Images are simply collections of dots (we call them pixels or sample points) laid out in a big grid. The pixels can be different colors, and the number of pixels can vary. No matter what the picture is—whether it's a modernist painting of a giraffe or a photograph of your mother—it's always described using lots of pixels. This is the only way to represent the fine detail and subtle gradations of photorealistic images.
Just about every image comes from one of three sources: capture devices (such as scanners, digital cameras, or video cameras), painting and image-editing programs (such as Photoshop), or screen-capture programs (like Snapz Pro, the operating system, and a host of others). If you create a document with any of these tools, it's an image.
Vector artwork, also known as object-oriented graphics, is both more complex and more simple than a pixel-based image. On the one hand, instead of describing a rectangle with thousands (or millions) of dots, vector graphics just say, "Draw a rectangle this big and put it here." Clearly, this is a much more efficient and space-saving method for describing some kinds of art.

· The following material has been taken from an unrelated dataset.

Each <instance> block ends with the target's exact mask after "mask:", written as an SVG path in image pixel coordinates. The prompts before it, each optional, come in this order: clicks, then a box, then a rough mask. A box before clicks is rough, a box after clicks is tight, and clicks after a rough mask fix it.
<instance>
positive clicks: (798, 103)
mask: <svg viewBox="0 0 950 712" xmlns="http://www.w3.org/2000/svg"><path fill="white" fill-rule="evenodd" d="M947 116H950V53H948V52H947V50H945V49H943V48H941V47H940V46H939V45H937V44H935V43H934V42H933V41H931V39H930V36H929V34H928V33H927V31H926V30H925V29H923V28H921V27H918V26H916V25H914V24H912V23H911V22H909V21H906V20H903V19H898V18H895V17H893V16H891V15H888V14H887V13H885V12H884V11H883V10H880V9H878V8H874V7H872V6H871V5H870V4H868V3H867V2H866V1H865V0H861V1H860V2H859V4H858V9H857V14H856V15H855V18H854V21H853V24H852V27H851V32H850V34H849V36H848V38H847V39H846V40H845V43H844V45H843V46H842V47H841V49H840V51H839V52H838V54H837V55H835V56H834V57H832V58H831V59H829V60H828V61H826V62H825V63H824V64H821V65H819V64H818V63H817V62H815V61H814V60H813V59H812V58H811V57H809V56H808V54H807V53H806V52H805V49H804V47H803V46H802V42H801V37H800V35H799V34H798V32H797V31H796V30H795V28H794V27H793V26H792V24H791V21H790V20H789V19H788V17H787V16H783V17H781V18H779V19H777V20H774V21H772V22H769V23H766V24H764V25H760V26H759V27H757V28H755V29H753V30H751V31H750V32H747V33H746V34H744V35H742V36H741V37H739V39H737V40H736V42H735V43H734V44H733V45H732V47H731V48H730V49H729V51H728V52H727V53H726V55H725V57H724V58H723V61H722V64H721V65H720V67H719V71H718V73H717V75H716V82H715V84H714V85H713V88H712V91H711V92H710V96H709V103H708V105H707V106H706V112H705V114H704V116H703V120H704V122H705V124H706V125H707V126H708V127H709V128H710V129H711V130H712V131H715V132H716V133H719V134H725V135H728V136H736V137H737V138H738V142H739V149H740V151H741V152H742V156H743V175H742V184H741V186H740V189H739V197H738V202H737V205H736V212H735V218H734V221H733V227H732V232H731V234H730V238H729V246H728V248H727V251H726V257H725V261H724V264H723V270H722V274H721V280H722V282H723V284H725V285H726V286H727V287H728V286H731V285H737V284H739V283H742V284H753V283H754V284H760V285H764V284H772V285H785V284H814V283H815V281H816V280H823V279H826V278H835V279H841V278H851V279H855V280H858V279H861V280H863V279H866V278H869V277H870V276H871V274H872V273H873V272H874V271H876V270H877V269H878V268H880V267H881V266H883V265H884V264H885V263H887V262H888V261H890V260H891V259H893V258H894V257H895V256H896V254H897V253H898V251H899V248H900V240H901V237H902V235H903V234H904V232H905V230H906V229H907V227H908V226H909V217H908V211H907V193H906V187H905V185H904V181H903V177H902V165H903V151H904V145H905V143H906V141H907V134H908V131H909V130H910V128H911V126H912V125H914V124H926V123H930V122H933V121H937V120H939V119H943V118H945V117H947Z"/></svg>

Vector graphics can include many different types of objects, including lines, boxes, circles, curves, polygons, and text blocks. And all those items can have a variety of attributes—line weight, type formatting, fill color, graduated fills, and so on.
To use an analogy, vector graphics are like directions saying, "Go three blocks down the street, turn left at the 7-11, and go another five blocks," while pixel-based images are more like saying, "Take a step. Now take another step. And another...." At its core, Photoshop is a tool for working with pixels, but each iteration has offered more support for incorporating vector elements that retain their object-oriented characteristics, such as shapes or type, and you can also use vector elements as selections and masks on pixel-based images.
Outside Photoshop, vector graphics come from two primary sources: drawing programs (such as Adobe Illustrator), and computer-aided design (CAD) programs. You might also get vector artwork from other programs, such as a program that makes graphs.
Crossing the line
The distinction between images and artwork occasionally gets fuzzy, because vector artwork can include pixel-based images as objects in their own right. For instance, you can put a digital camera capture into an Adobe Illustrator illustration. The image acts like an object on the page, much like a rectangle or oval. You can rotate it, warp it, and scale it, but you can't go into the image and change the pixels.
A vector artwork file may include a pixel-based image as its only object. In this situation, the file is an image that you can open for editing in a painting or pixel-editing application. Photoshop's PDF (Portable Document Format) files are good examples of this. While PDF is typically a vector file format, you can create a pixel-only PDF in Photoshop.
Just to round out the confusion, Photoshop lets you include vector elements in pixel-based images, either as stand-alone objects (like text) or as clipping paths. A clipping path in an image is invisible; it acts as a cookie cutter, allowing you to produce irregularly shaped images such as the silhouetted product shots you often see in ads (see "Clipping Paths" in Chapter 12, Essential Image Techniques).